In some areas of the United States, local governments are sharing the names and addresses of people who have tested positive for COVID-19 with police and other first responders. This is intended to keep police, EMTs, and firefighters safe should they find themselves headed to a call at the residence of someone who has tested positive for the virus.

However, this information fails to protect first responders from unidentified, asymptomatic, and pre-symptomatic cases. It may also discourage people from getting tested, contribute to stigmatization of infected people, reduce the quality of policing in vulnerable communities, and incentivize police to avoid calls for help because of fear of contracting the virus.

In response to the current health crisis, some governments are seeking to collect and deploy personal data in new ways that are untested or ineffective, including by means of face recognition, geolocation tracking, and fever detection cameras. Such new tactics and technologies must be closely evaluated to determine whether their use is justified, minimized, transparent, and unbiased. Sharing the home addresses of people who have contracted COVID-19 with first responders does not pass muster. 


What is being proposed? 

Some local officials in Alabama, Florida, Massachusetts, and North Carolina are already collecting the names and addresses of people who test positive for COVID-19 and turning that data over to local first responders.

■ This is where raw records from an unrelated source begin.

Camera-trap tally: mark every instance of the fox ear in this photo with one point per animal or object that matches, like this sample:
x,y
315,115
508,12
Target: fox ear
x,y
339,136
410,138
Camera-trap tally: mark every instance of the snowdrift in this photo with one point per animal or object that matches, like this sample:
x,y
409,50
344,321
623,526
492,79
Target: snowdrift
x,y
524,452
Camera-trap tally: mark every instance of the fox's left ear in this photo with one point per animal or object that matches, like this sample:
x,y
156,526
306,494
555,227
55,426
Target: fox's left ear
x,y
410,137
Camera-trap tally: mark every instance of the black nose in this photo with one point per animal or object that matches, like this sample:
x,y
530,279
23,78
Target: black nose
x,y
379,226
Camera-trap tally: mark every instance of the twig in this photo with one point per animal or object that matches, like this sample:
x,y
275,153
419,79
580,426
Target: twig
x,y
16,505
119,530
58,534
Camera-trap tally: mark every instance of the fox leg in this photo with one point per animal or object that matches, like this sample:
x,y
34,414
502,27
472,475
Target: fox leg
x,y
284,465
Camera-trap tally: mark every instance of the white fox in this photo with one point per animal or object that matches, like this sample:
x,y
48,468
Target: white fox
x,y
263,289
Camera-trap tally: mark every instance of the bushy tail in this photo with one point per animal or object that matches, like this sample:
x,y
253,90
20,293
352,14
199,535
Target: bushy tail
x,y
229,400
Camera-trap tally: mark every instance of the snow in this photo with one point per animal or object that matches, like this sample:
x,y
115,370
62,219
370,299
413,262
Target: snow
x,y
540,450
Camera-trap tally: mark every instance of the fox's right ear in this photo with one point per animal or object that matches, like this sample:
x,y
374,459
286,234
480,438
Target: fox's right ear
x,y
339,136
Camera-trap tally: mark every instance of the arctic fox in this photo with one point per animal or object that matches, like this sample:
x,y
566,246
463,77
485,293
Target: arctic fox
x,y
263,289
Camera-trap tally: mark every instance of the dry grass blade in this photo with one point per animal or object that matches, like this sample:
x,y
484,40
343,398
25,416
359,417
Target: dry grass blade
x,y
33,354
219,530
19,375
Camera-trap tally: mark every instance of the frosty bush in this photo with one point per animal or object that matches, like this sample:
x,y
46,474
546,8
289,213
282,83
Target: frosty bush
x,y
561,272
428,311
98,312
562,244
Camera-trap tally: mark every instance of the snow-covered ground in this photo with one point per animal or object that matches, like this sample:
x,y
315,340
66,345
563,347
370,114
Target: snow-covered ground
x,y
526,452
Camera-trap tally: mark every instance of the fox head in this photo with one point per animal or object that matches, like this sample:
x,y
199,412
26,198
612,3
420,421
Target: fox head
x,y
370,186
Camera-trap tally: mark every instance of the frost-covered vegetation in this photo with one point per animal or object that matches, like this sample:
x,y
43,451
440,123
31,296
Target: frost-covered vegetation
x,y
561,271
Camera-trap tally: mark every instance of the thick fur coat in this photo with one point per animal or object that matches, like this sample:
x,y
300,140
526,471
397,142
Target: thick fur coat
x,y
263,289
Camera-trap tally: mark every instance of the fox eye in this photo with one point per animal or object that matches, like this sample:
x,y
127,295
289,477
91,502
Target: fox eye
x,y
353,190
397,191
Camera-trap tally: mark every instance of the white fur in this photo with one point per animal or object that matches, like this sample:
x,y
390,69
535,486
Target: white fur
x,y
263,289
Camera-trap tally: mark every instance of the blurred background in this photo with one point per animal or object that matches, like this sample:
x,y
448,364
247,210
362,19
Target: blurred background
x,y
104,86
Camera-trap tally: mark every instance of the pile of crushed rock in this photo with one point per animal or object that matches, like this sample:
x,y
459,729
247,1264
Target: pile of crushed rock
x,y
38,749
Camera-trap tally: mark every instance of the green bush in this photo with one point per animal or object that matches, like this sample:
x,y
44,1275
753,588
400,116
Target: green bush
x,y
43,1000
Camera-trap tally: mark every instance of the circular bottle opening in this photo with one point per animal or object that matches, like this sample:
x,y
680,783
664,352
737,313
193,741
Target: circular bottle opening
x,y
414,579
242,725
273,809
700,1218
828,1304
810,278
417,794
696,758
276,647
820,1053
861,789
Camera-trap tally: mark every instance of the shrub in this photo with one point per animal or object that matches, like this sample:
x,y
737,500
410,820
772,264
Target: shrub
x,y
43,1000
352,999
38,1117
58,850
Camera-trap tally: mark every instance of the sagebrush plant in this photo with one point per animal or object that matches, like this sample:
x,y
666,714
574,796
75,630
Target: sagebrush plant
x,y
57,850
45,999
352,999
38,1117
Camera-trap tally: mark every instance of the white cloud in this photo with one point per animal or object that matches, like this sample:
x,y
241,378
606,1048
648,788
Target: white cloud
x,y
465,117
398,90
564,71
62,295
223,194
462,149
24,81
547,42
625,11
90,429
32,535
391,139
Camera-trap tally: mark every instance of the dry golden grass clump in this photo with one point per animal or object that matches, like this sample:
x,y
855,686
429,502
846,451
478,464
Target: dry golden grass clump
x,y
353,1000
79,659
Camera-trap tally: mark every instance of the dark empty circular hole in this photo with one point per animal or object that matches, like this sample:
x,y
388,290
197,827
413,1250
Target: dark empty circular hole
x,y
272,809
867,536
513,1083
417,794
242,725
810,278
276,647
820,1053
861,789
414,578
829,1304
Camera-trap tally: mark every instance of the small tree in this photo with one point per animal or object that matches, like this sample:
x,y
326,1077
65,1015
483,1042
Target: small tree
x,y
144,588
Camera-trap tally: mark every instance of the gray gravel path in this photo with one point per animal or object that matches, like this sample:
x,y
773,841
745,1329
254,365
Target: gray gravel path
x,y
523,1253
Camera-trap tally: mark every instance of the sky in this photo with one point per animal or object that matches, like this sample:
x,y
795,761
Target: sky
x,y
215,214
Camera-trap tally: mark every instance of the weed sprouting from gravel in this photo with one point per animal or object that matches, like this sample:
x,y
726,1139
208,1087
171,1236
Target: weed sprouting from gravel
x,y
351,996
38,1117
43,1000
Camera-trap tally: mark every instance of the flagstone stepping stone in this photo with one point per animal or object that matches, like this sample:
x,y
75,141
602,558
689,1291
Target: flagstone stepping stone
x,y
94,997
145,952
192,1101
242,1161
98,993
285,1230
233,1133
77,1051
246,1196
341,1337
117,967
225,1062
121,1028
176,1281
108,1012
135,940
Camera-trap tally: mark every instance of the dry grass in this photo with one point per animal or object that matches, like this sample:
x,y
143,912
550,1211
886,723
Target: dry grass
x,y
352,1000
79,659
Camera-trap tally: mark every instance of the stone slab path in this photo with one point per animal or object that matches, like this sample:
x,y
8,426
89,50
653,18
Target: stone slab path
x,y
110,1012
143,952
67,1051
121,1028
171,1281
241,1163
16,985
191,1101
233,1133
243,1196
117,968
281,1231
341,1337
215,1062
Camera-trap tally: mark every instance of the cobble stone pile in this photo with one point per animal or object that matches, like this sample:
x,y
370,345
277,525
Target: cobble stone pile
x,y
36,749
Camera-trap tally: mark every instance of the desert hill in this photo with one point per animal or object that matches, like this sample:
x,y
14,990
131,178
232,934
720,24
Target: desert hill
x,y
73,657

The proponents of this tactic argue that it will allow first responders to take necessary precautions when they respond to a call from a home where a resident has tested positive. 

However, this would likely do little to protect first responders, who are currently experimenting with ways to avoid contracting the virus. Many cases of COVID-19 are asymptomatic, present mild symptoms, or are undiagnosed because of the lack of testing in many parts of the United States. Giving first responders data on confirmed COVID-19 individuals may lull police, paramedics, or fire fighters into a false sense of security. First responders should respond to every call as if someone inside might be infected—making data sharing unnecessary. Indeed, many interactions between first responders and members of the public do not occur at a home, so first responders must be equipped with the tools and training needed to treat every contact as an infection risk. 

What are the concerns? 

There already are too many hurdles for people in the United States to get a COVID-19 test. Sharing the medical data and addresses of people who test positive could create one more: it may chill some people from getting tested. For example, vulnerable populations such as unhoused or undocumented individuals may not be willing to get tested if they know their information will ends up in the hands of government agencies other than those managing public health. Indeed, the tactic here contradicts a basic norm of data privacy: when the government collects sensitive data about identifiable people for one purpose, the government generally should not use that data for another purpose. Also, when hundreds of thousands of first responders and dispatchers obtain access to this information, there is inherent risk of misuse and breach.

Likewise, there is historical precedent that the accumulation of personal health data in the hands of police and other government officials creates stigma and bias against those who are infected and their communities. For instance, some public health experts have pointed out the parallels between keeping a list of those who test positive for COVID-19, and the stigma that followed a person who tested positive for HIV during the AIDS crisis of the 1980s and 1990s. Similarly, some people and doctors during the 1918 influenza pandemic avoided disclosing or diagnosing patients out of a fear of being quarantined, shamed, or stigmatized.

Moreover, the virus is  disproportionately harming neighborhoods predominantly inhabited by people of color, which are already underserved by public safety and public health institutions. Disclosing the addresses of infected people to first responders may amplify this problem, by discouraging prompt response to homes that put responders at greater risk. This reluctance might even spill over to a neighborhood readily identifiable with a specific race or ethnicity associated with shared COVID-19 testing data. 

Conclusions 

Sharing data from COVID-19 tests with first responders may seem like an easy fix to address a serious problem, but it won’t be as helpful as suggested. First responders should continue to take every precaution when answering calls and initiating interactions with the public, and should not rely on personal health data from the misleadingly small number of positive tests in their community.

The sharing of this data may harm our public health goals. At a moment when people need the government to assist them in testing, containment, and treatment, the government in turn needs the cooperation of the people—information sharing of this type may erode that crucial relationship.